N’en déplaise à sa fausse modestie, le trait puissant et réaliste de Jacobs se prête particulièrement bien au style marmoréen d’Alex Raymond, la reprise semble assurée, mais la censure allemande veille et l’expérience cesse au bout de seulement quelques épisodes. Privé de sa seule histoire de science-fiction, Bravo lui demande alors de créer une nouvelle série dans le même genre. A nouveau obligé de composer avec l’univers rétro futuriste d’Alex Raymond (avec ses costumes farfelus, ses décors grandioses), Le Rayon U débute en février 1943, sous la forme d’un pastiche démarquant purement et simplement les héros de la série américaine (Lord Calder dans le rôle de Flash, Ming devient l’empereur Babylos III, Zarkof, le professeur Marduk, etc.). Passées les premières planches encore nettement sous influence, Le Rayon U trouve pourtant rapidement son propre ton. Jacobs innove en isolant ses textes à l’intérieur des cadres, ses décors sont également plus travaillés, rehaussés par des choix de couleurs particulièrement audacieux. « Emphatique… Mélodramatique… Superficiel : oui ! Le Rayon U peut être tout cela. Le miracle, c’est qu’ici ces qualificatifs deviennent des louanges et ces défauts des qualités ». On ne saurait mieux dire que Greg à propos cette aventure fantastique qui savait mieux qu’aucune une autre bande de l’époque transporter les petits lecteurs belges loin du réalisme vert-de-gris de l’Occupation. Avec son redoutable Tyrannosaure, son serpent bleu géant, les ptérodactyles affamés, les féroces hommes singes et la civilisation perdue de Nazca, ce « faux Alex Raymond » s’annonce déjà comme du Jacobs pur jus. Rien ne manque des classiques du roman d’aventures à l’anglo-saxonne où l’auteur puise son inspiration et E.R. Burroughs, Rider Haggard, Conan Doyle sont tour à tour mis à contribution d’un récit où les morceaux de bravoure s’enchaînent sans le moindre temps mort.

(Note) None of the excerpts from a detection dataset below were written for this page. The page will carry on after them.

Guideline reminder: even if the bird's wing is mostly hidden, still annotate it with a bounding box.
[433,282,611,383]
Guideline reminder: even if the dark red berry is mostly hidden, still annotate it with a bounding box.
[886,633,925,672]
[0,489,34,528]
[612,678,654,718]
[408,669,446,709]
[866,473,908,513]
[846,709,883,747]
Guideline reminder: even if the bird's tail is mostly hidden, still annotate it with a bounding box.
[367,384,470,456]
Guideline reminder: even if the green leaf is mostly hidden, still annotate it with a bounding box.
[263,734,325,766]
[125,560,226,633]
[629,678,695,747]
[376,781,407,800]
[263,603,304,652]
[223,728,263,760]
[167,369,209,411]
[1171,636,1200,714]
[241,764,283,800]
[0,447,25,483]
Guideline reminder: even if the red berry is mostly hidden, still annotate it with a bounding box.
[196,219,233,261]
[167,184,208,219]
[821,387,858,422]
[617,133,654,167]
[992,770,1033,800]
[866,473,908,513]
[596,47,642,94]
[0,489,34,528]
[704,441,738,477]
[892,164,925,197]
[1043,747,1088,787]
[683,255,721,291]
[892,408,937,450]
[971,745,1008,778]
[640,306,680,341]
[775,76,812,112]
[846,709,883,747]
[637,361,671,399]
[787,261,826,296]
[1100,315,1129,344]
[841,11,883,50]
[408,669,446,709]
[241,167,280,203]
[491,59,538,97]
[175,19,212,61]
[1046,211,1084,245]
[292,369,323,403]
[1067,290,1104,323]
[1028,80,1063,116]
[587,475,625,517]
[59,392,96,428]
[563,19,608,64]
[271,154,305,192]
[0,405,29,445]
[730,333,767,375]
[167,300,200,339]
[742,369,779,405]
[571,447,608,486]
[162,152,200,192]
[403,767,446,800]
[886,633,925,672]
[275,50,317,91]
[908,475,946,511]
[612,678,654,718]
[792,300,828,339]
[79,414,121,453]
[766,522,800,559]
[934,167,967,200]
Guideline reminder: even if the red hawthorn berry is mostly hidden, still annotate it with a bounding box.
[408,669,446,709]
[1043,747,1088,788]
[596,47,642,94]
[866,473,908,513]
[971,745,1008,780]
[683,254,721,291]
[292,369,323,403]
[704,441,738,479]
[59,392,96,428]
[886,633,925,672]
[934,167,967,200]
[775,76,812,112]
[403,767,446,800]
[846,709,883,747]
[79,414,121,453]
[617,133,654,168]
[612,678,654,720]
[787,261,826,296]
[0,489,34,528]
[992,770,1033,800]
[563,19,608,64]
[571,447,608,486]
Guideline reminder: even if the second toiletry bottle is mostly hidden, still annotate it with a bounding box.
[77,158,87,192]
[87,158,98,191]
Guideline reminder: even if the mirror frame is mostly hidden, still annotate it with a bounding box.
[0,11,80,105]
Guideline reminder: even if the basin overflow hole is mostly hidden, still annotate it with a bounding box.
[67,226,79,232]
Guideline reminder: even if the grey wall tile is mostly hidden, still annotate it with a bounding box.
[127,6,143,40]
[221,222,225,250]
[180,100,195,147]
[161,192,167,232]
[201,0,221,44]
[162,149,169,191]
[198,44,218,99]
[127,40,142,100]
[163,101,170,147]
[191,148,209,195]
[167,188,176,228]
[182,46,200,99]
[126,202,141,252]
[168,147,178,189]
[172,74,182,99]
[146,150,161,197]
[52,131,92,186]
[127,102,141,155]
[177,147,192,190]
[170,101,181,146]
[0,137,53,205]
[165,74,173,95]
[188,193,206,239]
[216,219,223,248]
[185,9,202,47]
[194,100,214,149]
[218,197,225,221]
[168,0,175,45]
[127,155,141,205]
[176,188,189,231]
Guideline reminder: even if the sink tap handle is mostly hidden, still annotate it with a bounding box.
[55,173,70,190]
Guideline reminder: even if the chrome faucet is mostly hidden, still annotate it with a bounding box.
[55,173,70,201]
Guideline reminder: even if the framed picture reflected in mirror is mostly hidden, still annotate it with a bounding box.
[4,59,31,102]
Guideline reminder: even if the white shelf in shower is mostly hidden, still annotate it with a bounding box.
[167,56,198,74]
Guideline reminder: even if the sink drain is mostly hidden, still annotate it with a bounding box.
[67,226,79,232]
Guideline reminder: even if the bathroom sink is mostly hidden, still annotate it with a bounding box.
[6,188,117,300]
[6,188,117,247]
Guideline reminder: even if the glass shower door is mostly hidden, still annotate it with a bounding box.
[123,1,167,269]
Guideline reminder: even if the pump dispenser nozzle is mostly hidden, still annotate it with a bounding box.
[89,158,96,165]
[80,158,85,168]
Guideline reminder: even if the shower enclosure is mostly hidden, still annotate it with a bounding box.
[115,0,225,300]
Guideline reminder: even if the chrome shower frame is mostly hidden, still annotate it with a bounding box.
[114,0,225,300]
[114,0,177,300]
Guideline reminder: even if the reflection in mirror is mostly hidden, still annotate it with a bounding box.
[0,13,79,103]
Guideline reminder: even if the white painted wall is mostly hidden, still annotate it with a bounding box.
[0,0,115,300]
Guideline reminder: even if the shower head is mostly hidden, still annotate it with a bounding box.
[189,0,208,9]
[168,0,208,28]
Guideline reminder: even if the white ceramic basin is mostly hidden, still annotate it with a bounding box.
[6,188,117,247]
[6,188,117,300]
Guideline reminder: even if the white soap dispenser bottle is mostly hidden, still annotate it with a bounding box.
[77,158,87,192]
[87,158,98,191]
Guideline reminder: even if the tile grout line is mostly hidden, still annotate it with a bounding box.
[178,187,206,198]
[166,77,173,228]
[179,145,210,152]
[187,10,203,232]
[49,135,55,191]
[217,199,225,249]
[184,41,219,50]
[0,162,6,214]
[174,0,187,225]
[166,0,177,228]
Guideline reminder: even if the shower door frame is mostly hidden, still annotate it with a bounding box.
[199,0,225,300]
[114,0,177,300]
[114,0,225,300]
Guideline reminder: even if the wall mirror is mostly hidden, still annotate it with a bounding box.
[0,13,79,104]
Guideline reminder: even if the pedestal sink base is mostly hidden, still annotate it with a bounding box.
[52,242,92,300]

Jacobs maîtrise déjà parfaitement tous les ressorts de la dramaturgie, faisant même l’économie d’une introduction pour entrer plus vite dans le vif du sujet, passé un court prologue situant l’action et les personnages comme le générique d’une superproduction hollywoodienne.

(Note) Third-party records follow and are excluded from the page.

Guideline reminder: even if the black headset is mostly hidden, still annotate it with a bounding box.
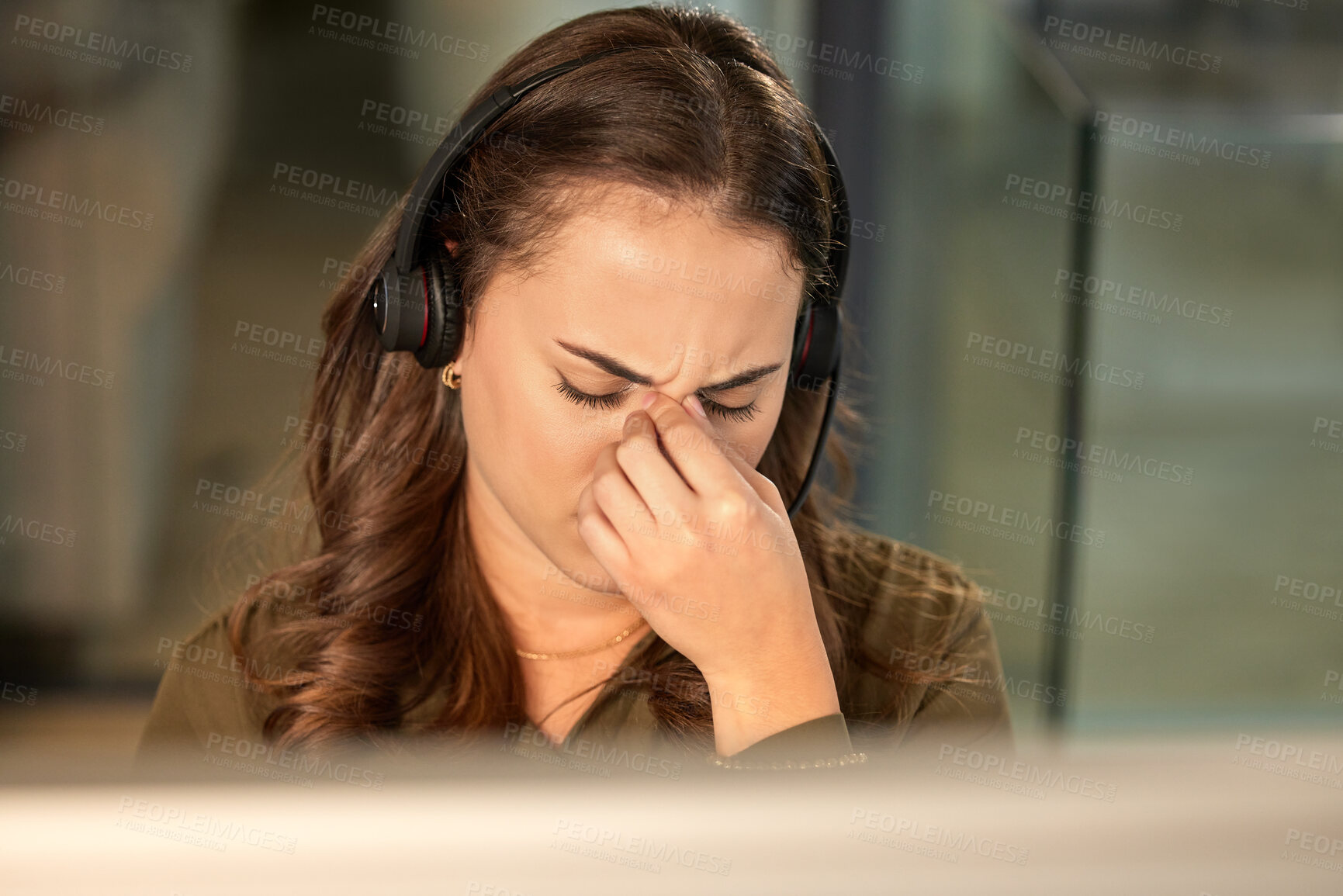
[368,46,850,517]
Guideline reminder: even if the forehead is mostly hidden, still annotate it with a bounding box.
[502,185,805,372]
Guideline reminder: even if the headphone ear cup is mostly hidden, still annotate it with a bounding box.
[788,303,841,391]
[415,258,462,369]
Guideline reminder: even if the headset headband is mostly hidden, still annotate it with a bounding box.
[389,44,849,309]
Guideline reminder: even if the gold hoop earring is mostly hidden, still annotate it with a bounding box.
[443,362,462,388]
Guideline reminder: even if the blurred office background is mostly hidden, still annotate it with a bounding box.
[0,0,1343,755]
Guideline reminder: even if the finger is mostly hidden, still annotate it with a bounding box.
[591,442,660,537]
[724,451,788,520]
[577,483,630,582]
[632,393,746,496]
[614,400,694,516]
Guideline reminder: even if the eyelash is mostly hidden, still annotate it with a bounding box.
[555,378,757,422]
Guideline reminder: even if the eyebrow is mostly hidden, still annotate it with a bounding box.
[555,338,783,393]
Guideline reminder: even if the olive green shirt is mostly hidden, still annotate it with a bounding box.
[137,529,1011,777]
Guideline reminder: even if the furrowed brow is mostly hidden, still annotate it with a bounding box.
[555,338,783,393]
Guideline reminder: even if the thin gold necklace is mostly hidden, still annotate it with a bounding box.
[513,617,647,659]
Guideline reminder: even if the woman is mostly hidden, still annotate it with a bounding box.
[141,7,1010,768]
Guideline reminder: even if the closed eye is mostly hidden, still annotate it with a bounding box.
[555,375,760,422]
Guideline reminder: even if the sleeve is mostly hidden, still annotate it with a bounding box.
[134,610,276,768]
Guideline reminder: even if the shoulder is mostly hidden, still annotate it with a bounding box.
[834,527,1010,740]
[832,525,983,646]
[137,604,295,760]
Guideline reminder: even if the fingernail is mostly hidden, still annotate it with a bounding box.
[685,393,709,420]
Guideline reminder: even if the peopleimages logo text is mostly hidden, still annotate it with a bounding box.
[1003,175,1185,234]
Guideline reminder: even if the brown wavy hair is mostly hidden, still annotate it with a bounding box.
[228,5,976,749]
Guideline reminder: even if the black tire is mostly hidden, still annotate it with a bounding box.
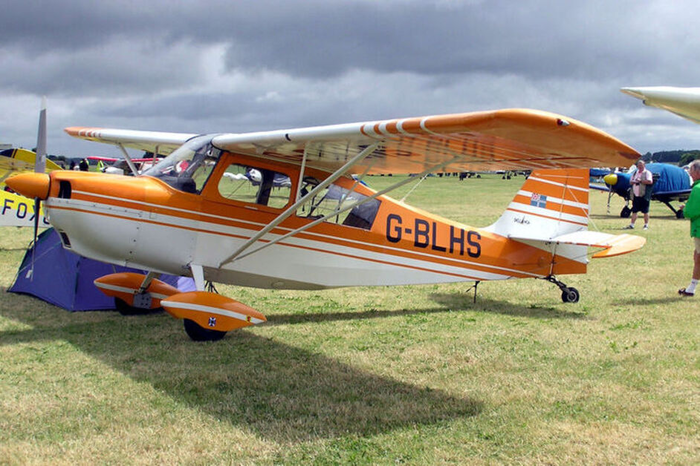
[114,298,163,316]
[184,319,226,341]
[561,288,581,303]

« Au retour d’une expédition vers des terres inconnues, qu’il a appelé « les îles noires », le savant professeur Kellart Hollis, célèbre géologue, est décédé inopinément. Un mystère entoure la mort du professeur. Au terme de nombreuses années de recherches, au prix de laborieux travaux scientifiques (…) le professeur était parvenu à isoler une pierre magnétique émettant des radiations d’une puissance extraordinaire. Il l’avait baptisé Uradium ». La dimension prophétique du récit qui voit s’opposer les forces de l’Austradie et de la Norlandie pour la maîtrise de l’énergie atomique n’est pas la moindre des audaces remarquables de cet album qui reste à jamais comme l’un des chefs-d’oeuvre inégalés de la bande dessinée franco belge. Les planches ayant été retouchées lors de la première édition en album (Lombard, 1974), c’est peu dire qu’une réédition en fac-similé au format Bravo était attendue par les puristes depuis lurette. Hélas. La présente édition du Rayon U se veut à l’ancienne, elle n’évite pourtant pas d’impardonnables fautes de goût qui viennent ternir le plaisir de sa redécouverte : absence du prologue, changement de lettrage, couverture retouchée (!?), insertion d’une illustration pleine page en plein milieu du récit, By Jove ! L’infâme Olrik ne s’y prendrait pas autrement pour saboter l’oeuvre de son génial créateur.